African football's original dream-maker is living in hope. "The African teams have as good a chance as anybody."

Such a triumph would inevitable revive memories of Cameroon's run in 1990. "To get to a quarter-final was something extraordinary for Africa, something unthinkable. It opened the door to a lot of other countries," says Milla, a guest at today's draw in Cape Town.

Cameroon made a stunning start that summer, with victory over Argentina in the opening match at San Siro thanks to François Omam-Biyik's towering headed goal. The holders were bashed as well as beaten – two Cameroon players were sent off – but "it made us 120 per cent self-confident," recalls Milla.

Confined to the bench against Argentina, Milla made amends by scoring two late goals as a substitute when the Lions beat Romania to seal a last 16 berth. Even today he bristles at the word substitute – "that was the coach's choice" – yet nobody in Cameroon complained when he repeated the trick with another against Colombia in the second round.

For his second goal, he famously stole the ball off the South Americans' maverick, poodle-permed goalkeeper Rene Higuita during an ill-advised sortie upfield.

Milla explains that Colombia's captain Carlos Valderrama had unwittingly briefed him on the goalkeeper's eccentricities during their time at the French club Montpellier. "I had the good fortune to see a video of Higuita that the Colombia captain Valderrama showed me at Montpellier.

"I looked after him when he arrived at the club, I used to take him to training and he had some videos from Colombia. He showed me Higuita's trick. I was quite a cunning player and I took the ball off him and scored," says Milla, who now divides his time between homes in Montpellier and his birthplace Yaoundé.

Twice African Footballer of the Year, he was voted the Best African Player of the last 50 years in a poll to celebrate CAF's half-century in 2007. In the past decade he has assumed a number of ambassadorial roles: supporting the fight against Aids in Africa with Unaids, serving on Fifa's Technical Study Group at Germany '06 and last year becoming honorary president of the Cameroon FA.

Milla, who also played for Monaco and Saint-Etienne in France, is matter-of-fact about his achievements. "It proved simply that I'd been a very good player and I still was." As if to underline the point, he became the World Cup's oldest ever scorer at USA '94.
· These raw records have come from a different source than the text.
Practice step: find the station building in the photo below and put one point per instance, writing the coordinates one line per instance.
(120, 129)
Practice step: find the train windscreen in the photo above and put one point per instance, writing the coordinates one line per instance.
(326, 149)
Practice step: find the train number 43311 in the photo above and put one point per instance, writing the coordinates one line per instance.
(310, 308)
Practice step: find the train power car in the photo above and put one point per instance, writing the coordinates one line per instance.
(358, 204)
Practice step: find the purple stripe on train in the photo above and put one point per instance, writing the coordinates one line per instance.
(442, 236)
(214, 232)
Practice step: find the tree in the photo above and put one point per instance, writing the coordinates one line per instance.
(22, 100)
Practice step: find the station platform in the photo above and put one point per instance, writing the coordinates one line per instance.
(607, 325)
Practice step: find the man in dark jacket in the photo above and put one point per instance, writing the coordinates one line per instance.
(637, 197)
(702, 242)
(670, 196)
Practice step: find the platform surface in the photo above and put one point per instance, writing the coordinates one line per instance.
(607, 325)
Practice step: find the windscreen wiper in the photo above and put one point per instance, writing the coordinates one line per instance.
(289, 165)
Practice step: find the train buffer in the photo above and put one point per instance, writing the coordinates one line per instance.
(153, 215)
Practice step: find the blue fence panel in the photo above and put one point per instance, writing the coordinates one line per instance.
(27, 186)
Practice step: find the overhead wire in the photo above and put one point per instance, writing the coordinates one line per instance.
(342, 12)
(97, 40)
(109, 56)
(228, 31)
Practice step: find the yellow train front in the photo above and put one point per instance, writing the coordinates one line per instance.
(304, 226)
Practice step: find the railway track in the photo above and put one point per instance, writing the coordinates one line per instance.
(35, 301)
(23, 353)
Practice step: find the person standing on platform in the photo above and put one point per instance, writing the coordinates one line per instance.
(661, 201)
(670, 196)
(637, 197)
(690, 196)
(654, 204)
Cameroon's run ended at England's hands in the quarter-finals, but only after Milla had come off the bench to create the two goals that meant they led 2-1 with seven minutes remaining. Then Gary Lineker forced extra time with the first of two spot-kicks that sent Bobby Robson's men into the last four. "In the second half we dominated. If it wasn't for the two penalties, Cameroon would have been in the semi-final," Milla says.

He asks after the well-being of Paul Gascoigne, whom he remembers as "the player who caused us the most damage. He is a player we all liked. And everyone in Cameroon hopes he will get better."

Cameroon's 1990 exploits meant a third World Cup place for Africa (which first gained one only in 1970) – "we showed that Africa had very, very good footballers" – and Senegal have since followed their lead by beating the holders France in the 2002 opening match en route to the quarter-finals. Milla is optimistic about the home continent's chances in South Africa. "Today there are no small teams," he says.

Africa's World Cups: The highlights

Algeria 1982

Stunned West Germany with a 2-1 group stage win before exiting on goal difference after the Germans notoriously played out a 1-0 win with Austria that took both sides through.

Cameroon 1990

Opened the Italian tournament with a surprise 1-0 win over the world champions Argentina. Made it to the last eight before losing to England.

Senegal 2002

Mirrored Cameroon in beating champions (France) 1-0 in opening match en route to the last eight.

Ghana 2006

Upset odds to beat dark horses Czech Republic in group stage.